Sue Monk Kidd's latest book, The Invention of Wings, is about a young slave, Hetty, and her mother, Charlotte, a seamstress who works for a wealthy family in Charleston. At the beginning of the book, Hetty explains that a family who owns a pregnant slave names the baby. However, when the mother looks at her child resting in a basket where slave babies rest while their mothers work, a name would come based on what the baby looked like, on what was happening in the world, or a personality trait the mother noted.

Hetty was given the basket name, "Handful", by her mother. As the story evolves, Handful is shown to be a strong-willed determined little girl who grew into her mother's perceptions of her character. Hetty is referred to as Handful throughout the book.

Most infants today don't rest in baskets, but in crib or little seats that rock electronically. Perhaps fathers and mothers today who watch their infants sleep or play get an idea of his or her personality and find a nickname to use reflecting what they see in the child. Sometimes nicknames stick and the child is called by this name rather than the given name.
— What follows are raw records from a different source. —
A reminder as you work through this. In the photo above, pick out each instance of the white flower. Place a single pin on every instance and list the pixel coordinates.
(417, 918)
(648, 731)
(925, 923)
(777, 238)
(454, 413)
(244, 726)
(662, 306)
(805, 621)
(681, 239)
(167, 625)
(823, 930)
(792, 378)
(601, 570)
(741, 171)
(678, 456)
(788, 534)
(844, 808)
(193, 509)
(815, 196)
When Jesus was born, we are told Mary laid him to rest in a manger, a container of straw for animals - not the most sanitary place for an infant. When the angel, Gabriel, came to tell Mary about her pregnancy, Gabriel also revealed he baby's God-given name, Jesus.
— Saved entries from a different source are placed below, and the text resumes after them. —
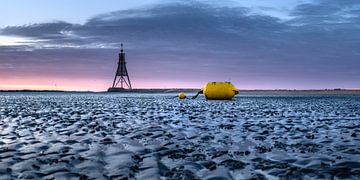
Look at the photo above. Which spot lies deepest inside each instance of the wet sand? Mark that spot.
(156, 136)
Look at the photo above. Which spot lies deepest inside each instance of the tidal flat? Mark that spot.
(157, 136)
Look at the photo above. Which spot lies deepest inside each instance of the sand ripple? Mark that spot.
(154, 136)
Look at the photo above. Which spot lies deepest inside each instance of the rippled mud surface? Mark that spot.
(156, 136)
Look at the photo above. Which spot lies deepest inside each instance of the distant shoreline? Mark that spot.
(276, 91)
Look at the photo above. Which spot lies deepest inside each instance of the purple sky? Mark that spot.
(298, 45)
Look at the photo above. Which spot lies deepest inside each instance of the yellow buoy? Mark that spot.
(182, 95)
(219, 91)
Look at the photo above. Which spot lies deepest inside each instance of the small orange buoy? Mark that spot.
(182, 95)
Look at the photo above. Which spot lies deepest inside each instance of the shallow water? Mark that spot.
(156, 136)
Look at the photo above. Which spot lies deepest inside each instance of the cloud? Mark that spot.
(318, 42)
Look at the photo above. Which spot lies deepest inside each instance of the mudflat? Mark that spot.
(156, 136)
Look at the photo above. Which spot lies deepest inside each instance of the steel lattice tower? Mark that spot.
(122, 75)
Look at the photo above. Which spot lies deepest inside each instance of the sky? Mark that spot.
(263, 44)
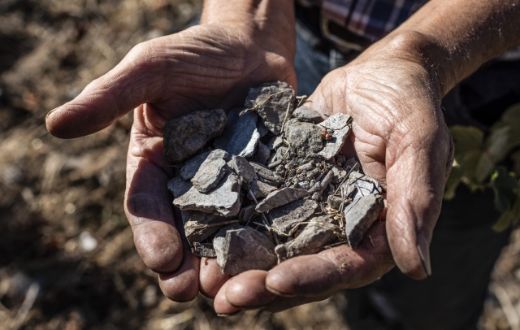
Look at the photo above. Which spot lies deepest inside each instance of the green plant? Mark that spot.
(490, 161)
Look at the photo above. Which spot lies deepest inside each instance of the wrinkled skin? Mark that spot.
(398, 135)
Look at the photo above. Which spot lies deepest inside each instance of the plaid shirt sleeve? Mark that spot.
(371, 19)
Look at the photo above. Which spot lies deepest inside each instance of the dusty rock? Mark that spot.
(360, 215)
(279, 198)
(224, 200)
(242, 249)
(271, 101)
(243, 136)
(338, 126)
(184, 136)
(318, 233)
(288, 217)
(304, 136)
(308, 114)
(211, 171)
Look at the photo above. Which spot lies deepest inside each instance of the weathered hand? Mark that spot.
(206, 66)
(400, 138)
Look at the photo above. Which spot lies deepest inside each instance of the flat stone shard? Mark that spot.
(211, 171)
(198, 226)
(271, 101)
(191, 166)
(186, 135)
(304, 136)
(360, 215)
(279, 198)
(288, 217)
(308, 114)
(319, 232)
(224, 200)
(242, 249)
(338, 126)
(243, 136)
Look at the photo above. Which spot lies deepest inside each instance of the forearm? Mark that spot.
(467, 33)
(266, 21)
I wonder if Jesus also had a "basket name" or "manger name" given by Mary and Joseph as they watched him during those first few weeks of life?

Jesus came to be known by many names as his ministry evolved. Just like "Handful" described the per Godsonality of one of the main characters in Sue Monk Kidd's book, the names given Jesus by those who wrote the Bible identify his character as "Prince of Peace;" "Good Shepherd;" "Bread of Life." These names go deeply into Jesus' core and give us metaphorical ways to relate to God's son.

There are over two hundred names for Jesus listed in a recent Google search including the following:

  -- Lamb of God
  -- Holy Child
 -- Alpha and Omega
 -- Blessed of God
 -- Bright and Morning Star

"Bread of Life" is my "basket" or "manger" name for Jesus. For decades, baking biscuits has been one of my favorite activities. When our kitchen table was full with two little girls, I made a batch of biscuits twice a week to accommodate the appetites of our family. Bringing biscuits to others, something I like to do, conveys the love of Jesus and represents the name of Jesus to which I connect.

Sometime during this holiday season, you will see a nativity set in someone's front yard, at church, in a store or in your home. Pause for a moment and if you can find a small set, hold in your hand the figure of Jesus resting in a manger.

---   What name of Jesus from the list above do you connect with most?

---   Why does that name have meaning for you?

---   How can spending time reflecting on this name deepen your experience of Christmas?

As you hold Jesus, what "manger name do you give him? What story is behind the name?

Prayer: Jesus, you came to this world and were placed in a manger. The "bread of life" rested in a food bed for animals. However you come to us in the name we call you, we hold you dear as you hold us close always from our "basket days" to our endings. Amen.